ESPN’s Seth Walder looked at the best route for each of the 16 wideouts drafted in the 2020 NFL Draft. Their best route was determined by “yards per route run relative to other receivers in the class and other receivers in college football.” For San Francisco 49ers first-round draft pick Brandon Aiyuk, his best routes lined up perfectly with what Kyle Shanahan wants to do on offense:
Draft/college: Selected No. 25 out of Arizona State
Best route: Screen/quick routes
The 49ers ran roughly a league-average rate of receiver screens last year, but overall, they run quite a few screens, so it’s a pretty reasonable guess that some of those will be diverted to Aiyuk in 2020. One has to imagine coach Kyle Shanahan will scheme up ways to get the rookie receiver the ball quickly to take advantage of his run-after-the-catch ability. Among qualifying receivers, Aiyuk ranked second in college football in yards after catch per reception over the past two seasons, behind only Alabama’s DeVonta Smith.
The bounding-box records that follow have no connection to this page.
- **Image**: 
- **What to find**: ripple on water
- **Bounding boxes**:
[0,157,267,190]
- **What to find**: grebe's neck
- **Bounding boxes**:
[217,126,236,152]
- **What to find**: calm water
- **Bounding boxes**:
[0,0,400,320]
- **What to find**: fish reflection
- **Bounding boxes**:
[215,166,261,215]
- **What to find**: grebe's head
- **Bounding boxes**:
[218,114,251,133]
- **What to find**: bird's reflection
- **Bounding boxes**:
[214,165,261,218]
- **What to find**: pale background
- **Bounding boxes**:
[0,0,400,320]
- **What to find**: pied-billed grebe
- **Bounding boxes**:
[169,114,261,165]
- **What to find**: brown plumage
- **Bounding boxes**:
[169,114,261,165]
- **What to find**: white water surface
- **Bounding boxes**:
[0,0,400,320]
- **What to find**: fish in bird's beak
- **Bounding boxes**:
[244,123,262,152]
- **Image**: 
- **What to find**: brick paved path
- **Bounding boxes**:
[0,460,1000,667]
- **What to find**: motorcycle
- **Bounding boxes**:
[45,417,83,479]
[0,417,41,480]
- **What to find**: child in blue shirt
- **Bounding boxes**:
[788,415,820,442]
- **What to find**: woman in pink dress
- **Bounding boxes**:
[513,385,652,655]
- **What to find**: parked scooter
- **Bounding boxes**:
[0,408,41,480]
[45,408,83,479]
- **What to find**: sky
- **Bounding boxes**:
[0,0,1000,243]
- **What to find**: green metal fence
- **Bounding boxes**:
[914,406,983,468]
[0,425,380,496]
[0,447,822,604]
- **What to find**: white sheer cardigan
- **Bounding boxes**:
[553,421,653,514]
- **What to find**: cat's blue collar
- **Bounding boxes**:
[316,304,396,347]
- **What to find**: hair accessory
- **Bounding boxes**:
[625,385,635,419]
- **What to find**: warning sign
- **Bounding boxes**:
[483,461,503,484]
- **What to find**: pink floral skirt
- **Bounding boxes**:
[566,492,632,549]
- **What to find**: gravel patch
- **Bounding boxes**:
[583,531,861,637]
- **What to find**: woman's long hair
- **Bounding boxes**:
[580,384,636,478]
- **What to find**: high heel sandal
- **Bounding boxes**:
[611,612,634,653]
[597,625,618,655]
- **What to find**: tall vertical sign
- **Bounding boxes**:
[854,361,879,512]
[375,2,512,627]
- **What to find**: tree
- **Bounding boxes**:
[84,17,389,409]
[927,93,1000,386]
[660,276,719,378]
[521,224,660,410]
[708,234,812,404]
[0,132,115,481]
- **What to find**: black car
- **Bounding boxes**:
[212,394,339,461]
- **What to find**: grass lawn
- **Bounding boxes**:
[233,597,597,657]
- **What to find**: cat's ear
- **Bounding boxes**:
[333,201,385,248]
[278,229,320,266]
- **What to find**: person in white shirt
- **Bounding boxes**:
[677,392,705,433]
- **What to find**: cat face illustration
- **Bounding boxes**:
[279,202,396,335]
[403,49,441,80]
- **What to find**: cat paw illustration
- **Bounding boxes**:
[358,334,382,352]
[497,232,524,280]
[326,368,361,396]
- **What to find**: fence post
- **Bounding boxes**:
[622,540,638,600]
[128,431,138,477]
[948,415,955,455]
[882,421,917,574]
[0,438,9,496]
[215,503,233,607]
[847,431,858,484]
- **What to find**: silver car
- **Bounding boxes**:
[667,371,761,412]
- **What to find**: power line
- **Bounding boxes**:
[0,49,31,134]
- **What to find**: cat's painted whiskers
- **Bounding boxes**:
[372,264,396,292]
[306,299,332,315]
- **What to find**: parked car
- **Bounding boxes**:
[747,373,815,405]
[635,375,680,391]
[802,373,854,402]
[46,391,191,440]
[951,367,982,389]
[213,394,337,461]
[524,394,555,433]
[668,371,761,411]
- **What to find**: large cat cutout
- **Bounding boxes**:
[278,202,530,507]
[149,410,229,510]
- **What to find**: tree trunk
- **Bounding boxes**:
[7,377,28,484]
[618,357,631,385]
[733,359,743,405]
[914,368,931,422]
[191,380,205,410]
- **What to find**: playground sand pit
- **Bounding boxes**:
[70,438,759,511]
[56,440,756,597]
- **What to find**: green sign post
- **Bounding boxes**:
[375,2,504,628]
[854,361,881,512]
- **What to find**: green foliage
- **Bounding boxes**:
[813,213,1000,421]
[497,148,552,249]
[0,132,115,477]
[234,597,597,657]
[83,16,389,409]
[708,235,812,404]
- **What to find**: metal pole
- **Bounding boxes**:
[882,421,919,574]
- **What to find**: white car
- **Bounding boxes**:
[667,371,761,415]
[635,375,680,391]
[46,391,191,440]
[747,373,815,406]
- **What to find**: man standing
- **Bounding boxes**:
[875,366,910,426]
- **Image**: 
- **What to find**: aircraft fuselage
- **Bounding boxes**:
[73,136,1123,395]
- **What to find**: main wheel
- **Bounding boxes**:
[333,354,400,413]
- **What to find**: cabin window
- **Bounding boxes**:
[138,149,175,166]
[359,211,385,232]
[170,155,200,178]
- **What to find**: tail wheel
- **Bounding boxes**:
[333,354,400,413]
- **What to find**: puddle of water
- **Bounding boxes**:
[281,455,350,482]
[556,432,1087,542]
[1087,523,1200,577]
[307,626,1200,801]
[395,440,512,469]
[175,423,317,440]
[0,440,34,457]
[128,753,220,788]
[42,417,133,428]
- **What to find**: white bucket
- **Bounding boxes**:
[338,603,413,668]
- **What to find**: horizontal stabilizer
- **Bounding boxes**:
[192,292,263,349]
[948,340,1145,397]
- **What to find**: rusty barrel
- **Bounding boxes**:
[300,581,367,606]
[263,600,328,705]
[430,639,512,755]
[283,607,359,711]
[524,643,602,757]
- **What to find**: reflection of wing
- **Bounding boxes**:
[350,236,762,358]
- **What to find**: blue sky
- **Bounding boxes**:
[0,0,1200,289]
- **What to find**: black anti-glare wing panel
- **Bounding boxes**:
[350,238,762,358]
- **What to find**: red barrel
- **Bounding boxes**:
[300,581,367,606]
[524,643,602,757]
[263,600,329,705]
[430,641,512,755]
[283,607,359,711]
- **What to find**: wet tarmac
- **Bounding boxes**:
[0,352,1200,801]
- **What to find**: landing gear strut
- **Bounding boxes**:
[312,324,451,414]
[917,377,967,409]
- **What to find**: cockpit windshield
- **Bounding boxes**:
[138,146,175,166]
By the way: Aiyuk ran 17 posts with astronomical efficiency and actually led college football in yards per post-run if we’re willing to accept that small sample.
Let’s start with down the field. Much has been made about the 49ers’ lack of downfield passing in 2019. San Francisco finished 31st in downfield passing rate last season. Having a true vertical threat could change that. Good news: Aiyuk is a downfield threat—a legitimate one at that. Here is how Aiyuk will get open: He’ll sneak up on you with his initial burst off the line of scrimmage, and before you know it, he’s broken your cushion. From there, it’s a foot race, and that usually doesn’t end up well for defenders. Aiyuk will need to improve his physicality down the field, but coaching and experience will come into play. I could see the 49ers offense hitting big on a few play-action posts to Aiyuk next year.
The reason Aiyuk will be a vertical threat next year is that cornerbacks won’t be able to play loose coverage. San Francisco will have plenty of “free yards” if defenses don’t play tight coverage. Time and time in college Arizona State would throw either a “now” screen, and Aiyuk 1-on-1 with space is bad news for cornerbacks. Even when ASU would set up a screen, Aiyuk would find a way to break a tackle and, at worst, turn it into a positive play for the offense.
I’ve seen plenty of pushback for trading up for Aiyuk, and a lot of it revolves around a fourth-round pick. Not often does Aiyuk’s fit come up. Again, for what Kyle wants to do on offense, there wasn’t a better wideout available in the 20s. Aiyuk supposedly wowed during the Nashville workouts. I’m excited to see him, and I’m hoping Shanahan “throws him into the fire,” and we don’t have to wait until midseason to see Aiyuk get ample opportunities.